Nariman Marshall

Personal information
- Full name: Nariman Darabsha Marshall
- Born: 3 January 1905 Bombay, British India
- Died: 29 August 1979 (aged 74) Jaipur, India
- Batting: Right-handed
- Bowling: Right-arm slow-medium

Domestic team information
- 1928-29 to 1934-35: Parsees
- 1931-32 to 1932-33: Freelooters
- 1933-34 to 1934-35: Western India
- 1936-37 to 1937-38: Nawanagar

Career statistics
| Competition | First-class |
| Matches | 27 |
| Runs scored | 1006 |
| Batting average | 22.86 |
| 100s/50s | 2/4 |
| Top score | 120 |
| Balls bowled | 552 |
| Wickets | 12 |
| Bowling average | 27.91 |
| 5 wickets in innings | 0 |
| 10 wickets in match | 0 |
| Best bowling | 3/17 |
| Catches/stumpings | 12/– |
- Source: CricketArchive, 22 February 2018

= Nariman Marshall =

Indian cricketer (1905–1979)

Nariman Darabsha Marshall (3 January 1905 – 29 August 1979) was an Indian cricketer who played first-class cricket from 1928 to 1938.

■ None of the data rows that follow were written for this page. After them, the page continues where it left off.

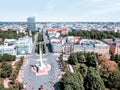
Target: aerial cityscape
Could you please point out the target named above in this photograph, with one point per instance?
(60, 45)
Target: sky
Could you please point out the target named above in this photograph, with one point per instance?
(61, 10)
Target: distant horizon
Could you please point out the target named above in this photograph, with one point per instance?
(60, 10)
(66, 21)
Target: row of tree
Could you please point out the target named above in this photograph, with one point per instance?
(94, 34)
(88, 75)
(6, 71)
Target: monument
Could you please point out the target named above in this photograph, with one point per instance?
(40, 68)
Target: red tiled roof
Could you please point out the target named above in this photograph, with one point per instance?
(51, 30)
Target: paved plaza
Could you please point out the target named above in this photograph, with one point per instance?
(49, 81)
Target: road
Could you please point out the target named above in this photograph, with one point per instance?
(49, 81)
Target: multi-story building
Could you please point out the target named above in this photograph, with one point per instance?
(56, 45)
(24, 45)
(114, 45)
(31, 23)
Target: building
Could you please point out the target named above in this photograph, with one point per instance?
(31, 23)
(56, 45)
(114, 45)
(95, 46)
(68, 48)
(24, 45)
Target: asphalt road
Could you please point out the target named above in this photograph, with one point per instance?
(49, 81)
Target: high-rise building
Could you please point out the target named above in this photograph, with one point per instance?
(31, 23)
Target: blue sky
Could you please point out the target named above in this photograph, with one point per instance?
(60, 10)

Nariman Marshall was a lower middle-order batsman and occasional opener, as well as an occasional slow-medium bowler and wicket-keeper. After doing well in the trial matches in 1931–32 he was selected to tour England with India's first Test touring team in 1932. However, he was unable to make the most of his infrequent opportunities on tour and did not play in the Test match. The highlight of his tour was an unbeaten 102 batting at number nine to save the match against Warwickshire, when he added 217 for the eighth wicket in 140 minutes with C. K. Nayudu.

His highest first-class score was 120 in one of the trial matches in 1931–32. A month earlier he had taken his best bowling figures of 3 for 17 to help Freelooters win the Moin-ud-Dowlah Gold Cup Tournament.

Marshall umpired several Ranji Trophy matches between 1937 and 1940, including two in the 1937–38 competition, when he later played for Nawanagar in the final. In the 1960s he coached the Royal Cricket Club in Jaipur.